While stressing that his observations were drawn not from personal analysis of Castor but from his years of experience dealing with murders and suicides, Knoll pointed out that “Classically, psychopaths tend to view others not as human beings with all the respect for the individual that this entails but rather as ‘objects’ to be used for their own gain, and when need be, tossed away like a used Kleenex.”
One of the most important things Knoll did for the DA’s case was analyze the alleged suicide note which the prosecution contended Castor had written in an effort to frame her oldest daughter, Ashley Wallace. Knoll has personally studied more than 200 actual suicide notes, and he said the typed note in the Castor case contained “several atypical features.”
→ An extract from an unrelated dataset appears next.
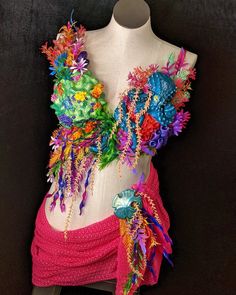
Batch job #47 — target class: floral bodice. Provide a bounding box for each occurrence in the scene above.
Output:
[41,16,196,214]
The most glaring anomaly, the psychiatrist said, was that “In the note itself you have a very high frequency repeating the theme of Ms. Castor’s non-responsibility. There’s the theme of ‘It was me, Ashley, who did it not you mommy (Ms. Castor).’ This was repeated approximately 14 times throughout the note That’s an excessive number of times in a one-page note.”
Furthermore, Knoll found “similar, if not identical, idiosyncratic grammar and word usage in both the note and Stacey’s writing samples.”
While many observers were shocked that a mother would blame her own daughter for two murders, Knoll said such blame games are not uncommon.
He’s aware of “at least several dozen” cases in which a killer parent pointed a finger at their child.
The “simple answer” to the question of why Castor claimed Ashley had committed the crimes, Knoll said, were “extreme selfishness and preservation of one’s own needs and making one’s own needs more important than even one’s own child In the mind of Stacey Castor, her continued freedom and, most importantly, her desire to evade detection and avoid conviction were more important to her than her own daughter’s life. In other words, she was simply willing to kill her daughter to avoid responsibility for her crimes.
“Now, still assuming all this is true for the purposes of discussion, what does this require in the mind of Ms. Castor? It requires, at the very least, the psychopathic traits of lack of remorse or sense of guilt, ability to be deceitful and lie with ease, the possession of a callous lack of empathy, irresponsibility and a failure to accept responsibility for one’s own actions, and perhaps a very shallow experience of emotional connectedness to significant others in relationships.”
Or, as Fitzpatrick put it, “She’s a cold customer.”